After all that stomping and flaying and quaking and clamant stuttering, and the producer wants more texture? Doesn’t he agree with Mr Goddard that Mr Joyce is the greatest drummer in the world, nay the greatest thing about The Smiths?
Stop Me If You Think You’ve Heard This One Before: “Joyce excels with a cannibalistic tom-tom assault” (cannibalistic tom-toms! run!)

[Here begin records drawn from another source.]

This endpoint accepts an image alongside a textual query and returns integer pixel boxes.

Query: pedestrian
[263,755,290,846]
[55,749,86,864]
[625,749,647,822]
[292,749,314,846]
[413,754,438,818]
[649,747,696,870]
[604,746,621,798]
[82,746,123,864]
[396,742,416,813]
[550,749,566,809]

A Rush And A Push: “buoyed by Joyce’s militaristic snare rolls, a more prominent feature on early mixes than on the final master” (or, how to make an exciting track sound boring)
Last Night I Dreamt That Somebody Loved Me: “Joyce’s beat was that of an exhausted heart shattering into a thousand tiny fragments, each eight-bar cycle ending with a sudden rhythmic cardiac arrest that altered shape every time.” (Nurse!)
I Won’t Share You: “heavenly minimalism… even at the expense of Joyce’s presence”. (Oh, what a waste…!)
Dancing about architecture is hard enough, but when you become obsessed with pointing out the architecture happens to have walls…
Call me strange, but I really like The Smiths mainly because of that other man in the band. Who was he again?